As the new Fiscal Year 2022 Report on the State of Pharmaceutical Quality explains, our catalog includes more than 4,800 manufacturing sites around the world making more than 140,000 drug products for U.S. patients and consumers. Most of these manufacturing sites are located outside of the U.S.  While 90% of the 227 drug and biological products deemed to be essential medicines have at least one manufacturer in the U.S., most active pharmaceutical ingredients are made solely by foreign manufacturers.

To further complicate matters, the quality of a finished drug product depends on several factors. These include the quality of the process that made it, the facility that housed the process, and the supply chain that feeds to and from the facility. With this complexity, it is not realistic to use one tool to assure quality all the time. However, overlapping surveillance tools, such as these, make it more achievable:

  • Drug Sampling and Testing

    Manufacturers are responsible for designing and implementing processes that produce drugs that meet high quality standards. Since no single entity can sample and test 140,000 drug products, FDA uses risk-based analytics to target and test potentially noncompliant products. We do this using appropriate and validated methods to avoid erroneous findings. This is a strategy that proved effective in 2022 as 57.5% of 1,552 samples tested were found to be noncompliant, the majority of which were imported. Since FDA takes action when finding these substandard products, it is important that such sampling and testing be done right.

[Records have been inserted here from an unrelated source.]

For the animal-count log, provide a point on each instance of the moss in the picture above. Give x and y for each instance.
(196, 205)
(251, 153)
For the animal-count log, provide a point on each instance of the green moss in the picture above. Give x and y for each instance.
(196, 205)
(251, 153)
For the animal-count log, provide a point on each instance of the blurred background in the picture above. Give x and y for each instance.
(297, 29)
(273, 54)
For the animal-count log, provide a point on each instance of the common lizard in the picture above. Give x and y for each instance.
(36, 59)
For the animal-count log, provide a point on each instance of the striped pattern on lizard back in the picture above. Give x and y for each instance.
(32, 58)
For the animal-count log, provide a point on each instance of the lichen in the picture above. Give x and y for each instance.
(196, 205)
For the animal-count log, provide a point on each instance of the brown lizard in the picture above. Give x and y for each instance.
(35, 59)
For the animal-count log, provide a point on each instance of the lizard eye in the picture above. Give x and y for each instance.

  • Surveillance Inspections

    Since sampling and testing is not the sole solution, OPQ also surveils the entire U.S. pharmaceutical market using complementary tools such as inspections. Facility inspections have, for good reason, long been the calling card of FDA. Though surveillance inspections nearly tripled in 2022, travel restrictions due to the COVID-19 pandemic continued to pose challenges. Fortunately, we were able to conduct remote regulatory assessments of facilities by using tools such as records requests and Mutual Recognition Agreements with other trusted global regulators.

  • Analyzing Quality Defects

    Another important tool is the analysis of product quality defects. This is done in part by examining field alert reports, in which application holders must notify FDA about significant product quality defects within three working days. Field alert reports decreased by 15% in 2022, owing to less demand for potentially problematic injectable products.

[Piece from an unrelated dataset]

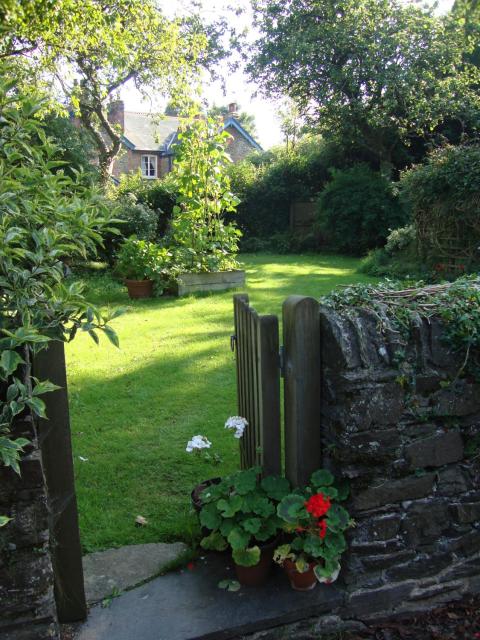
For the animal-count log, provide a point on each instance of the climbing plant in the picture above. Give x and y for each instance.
(45, 218)
(201, 238)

Taking Action and Moving Forward

Michael Kopcha, Ph.D., R.Ph.
Michael Kopcha, Ph. D., R.Ph., Director of the Office of Pharmaceutical Quality

When we find significant problems with any drug product or facility, we act. In 2022 alone, FDA issued 28 import alerts, handled 912 product recalls, and issued 72 warning letters to facilities. Most of the sites receiving warning letters (68%) were manufacturers of non-sterile, non-application products (which include over-the-counter products), though such sites represented only 30% of inspections.

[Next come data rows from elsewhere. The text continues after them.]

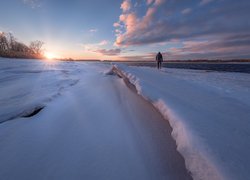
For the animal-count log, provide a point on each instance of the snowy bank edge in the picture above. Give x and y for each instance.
(197, 162)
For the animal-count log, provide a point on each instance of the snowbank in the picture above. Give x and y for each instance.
(29, 84)
(209, 113)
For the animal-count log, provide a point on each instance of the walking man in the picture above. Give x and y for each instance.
(159, 60)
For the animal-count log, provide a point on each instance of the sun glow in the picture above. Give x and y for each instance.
(50, 55)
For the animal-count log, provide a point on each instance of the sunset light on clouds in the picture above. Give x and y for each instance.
(132, 29)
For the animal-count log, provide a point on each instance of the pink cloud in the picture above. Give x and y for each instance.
(204, 2)
(186, 11)
(126, 5)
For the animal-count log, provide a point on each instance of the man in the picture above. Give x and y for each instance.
(159, 60)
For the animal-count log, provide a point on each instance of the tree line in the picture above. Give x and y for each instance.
(12, 48)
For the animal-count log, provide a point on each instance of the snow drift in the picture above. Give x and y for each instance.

FDA could benefit from having more information about the amount of drug products in commercial distribution. This would help FDA work with other parts of the federal government and industry to better address drug shortages. Manufacturers must now annually report the amount of each listed drug in commercial distribution to FDA. Yet, by the end of 2021, the distribution amounts for more than three-quarters of drugs had not been reported. There is still work to do, and FDA can’t do it alone. Please read our latest report, and let’s all work together to improve the state of pharmaceutical quality for the sake of U.S. patients and consumers.